Though historical events are acknowledged, what with World War II and the Korean War falling within the earlier timeline, and the Japanese asset price bubble and crash on the horizon in the later one, the current season focuses on family life and domestic detail, even as, or perhaps because it’s disrupted. In 1989, Sanju travels on her own from Osaka to Tokyo to check on her grandson, whom she senses is not all right.

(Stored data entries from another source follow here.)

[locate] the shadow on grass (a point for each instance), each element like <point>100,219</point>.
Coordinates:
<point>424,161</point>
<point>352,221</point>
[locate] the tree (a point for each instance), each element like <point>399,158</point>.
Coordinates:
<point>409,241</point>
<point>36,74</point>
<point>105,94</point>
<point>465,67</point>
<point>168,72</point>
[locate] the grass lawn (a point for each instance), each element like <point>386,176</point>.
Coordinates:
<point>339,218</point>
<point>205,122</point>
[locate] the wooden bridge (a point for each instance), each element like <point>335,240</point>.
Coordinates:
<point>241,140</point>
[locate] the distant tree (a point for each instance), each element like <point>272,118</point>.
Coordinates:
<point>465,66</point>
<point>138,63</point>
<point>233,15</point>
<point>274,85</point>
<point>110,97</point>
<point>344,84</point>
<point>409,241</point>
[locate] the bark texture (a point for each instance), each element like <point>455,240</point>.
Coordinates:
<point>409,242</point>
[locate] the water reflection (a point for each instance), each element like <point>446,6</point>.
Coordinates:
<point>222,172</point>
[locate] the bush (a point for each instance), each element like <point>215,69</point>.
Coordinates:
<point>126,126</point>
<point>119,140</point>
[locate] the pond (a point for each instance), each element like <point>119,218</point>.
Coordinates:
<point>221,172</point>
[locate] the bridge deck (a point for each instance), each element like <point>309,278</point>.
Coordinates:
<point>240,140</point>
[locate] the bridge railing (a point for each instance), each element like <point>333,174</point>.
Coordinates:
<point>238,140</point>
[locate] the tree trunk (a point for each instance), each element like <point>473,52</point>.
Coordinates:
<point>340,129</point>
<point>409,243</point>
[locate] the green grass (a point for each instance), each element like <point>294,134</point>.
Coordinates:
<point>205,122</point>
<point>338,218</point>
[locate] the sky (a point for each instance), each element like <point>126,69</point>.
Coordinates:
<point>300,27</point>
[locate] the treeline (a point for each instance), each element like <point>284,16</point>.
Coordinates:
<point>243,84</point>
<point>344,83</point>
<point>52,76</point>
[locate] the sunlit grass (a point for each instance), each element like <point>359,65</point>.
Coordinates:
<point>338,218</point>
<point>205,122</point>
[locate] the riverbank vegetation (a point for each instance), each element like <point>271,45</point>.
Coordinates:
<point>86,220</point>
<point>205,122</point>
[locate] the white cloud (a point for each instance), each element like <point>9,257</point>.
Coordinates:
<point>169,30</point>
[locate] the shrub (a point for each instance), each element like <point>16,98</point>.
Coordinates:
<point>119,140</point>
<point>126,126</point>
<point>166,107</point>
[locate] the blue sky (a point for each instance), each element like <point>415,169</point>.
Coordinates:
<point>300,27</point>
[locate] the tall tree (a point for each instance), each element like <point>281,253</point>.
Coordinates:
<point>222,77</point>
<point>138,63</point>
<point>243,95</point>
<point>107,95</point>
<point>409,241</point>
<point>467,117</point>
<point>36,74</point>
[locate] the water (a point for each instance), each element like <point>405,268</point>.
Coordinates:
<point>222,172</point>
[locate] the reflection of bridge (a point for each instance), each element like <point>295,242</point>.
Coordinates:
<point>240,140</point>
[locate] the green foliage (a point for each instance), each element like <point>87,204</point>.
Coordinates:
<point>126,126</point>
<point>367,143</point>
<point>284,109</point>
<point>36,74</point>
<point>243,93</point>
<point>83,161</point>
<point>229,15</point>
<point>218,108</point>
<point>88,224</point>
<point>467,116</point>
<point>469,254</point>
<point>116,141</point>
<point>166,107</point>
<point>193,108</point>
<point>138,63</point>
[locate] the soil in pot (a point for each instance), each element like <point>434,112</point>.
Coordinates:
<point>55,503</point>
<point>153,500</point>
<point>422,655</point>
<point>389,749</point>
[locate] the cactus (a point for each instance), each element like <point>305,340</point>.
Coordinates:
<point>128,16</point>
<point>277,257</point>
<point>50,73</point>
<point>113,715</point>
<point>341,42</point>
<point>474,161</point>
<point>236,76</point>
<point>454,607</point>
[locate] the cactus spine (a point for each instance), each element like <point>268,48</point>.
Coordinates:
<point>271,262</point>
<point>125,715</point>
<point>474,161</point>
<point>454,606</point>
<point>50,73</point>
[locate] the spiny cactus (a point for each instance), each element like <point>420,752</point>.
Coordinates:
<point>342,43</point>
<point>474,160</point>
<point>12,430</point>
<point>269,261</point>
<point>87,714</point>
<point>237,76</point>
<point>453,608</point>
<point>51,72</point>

There’s a lovely scene in which she slices vegetables alongside Solomon’s Japanese love interest and former colleague, Naomi (Anna Sawai); I almost wrote “throwaway scene,” but, in fact, that naturalism is essential to the series, making something real out of the extravagant, even soap-operatic plotting.

And food, often in short supply in the earlier storyline, plays a part — making a meal, making a living, making a place at the table, making a home — most tangibly, out of a barn that Sanju, Kyunghee, Noa, Mozasu and Mr. Kim occupy at the end of the war. (Hansu’s tragedy is that though he provides support for the family, with or without the knowledge, he remains an outsider.) Characters speak of a “life well lived,” which is not at all the same thing as living well.

Obviously, this is not the season to start with “Pachinko,” but if you haven’t yet, it’s worth beginning at the beginning. Even if you watched the first season — which, given that you’ve read this far, I assume you have — it may be worth a look back to remember who all these characters are, what they have to do with one another, and what kind of trouble they got in and out of previously. And if the new season lacks the expositional energy of the first, if it’s more muted in tone, if Sunju is not quite the ray of sunshine she was, her older self will still have occasion to say here that hers was a life well lived.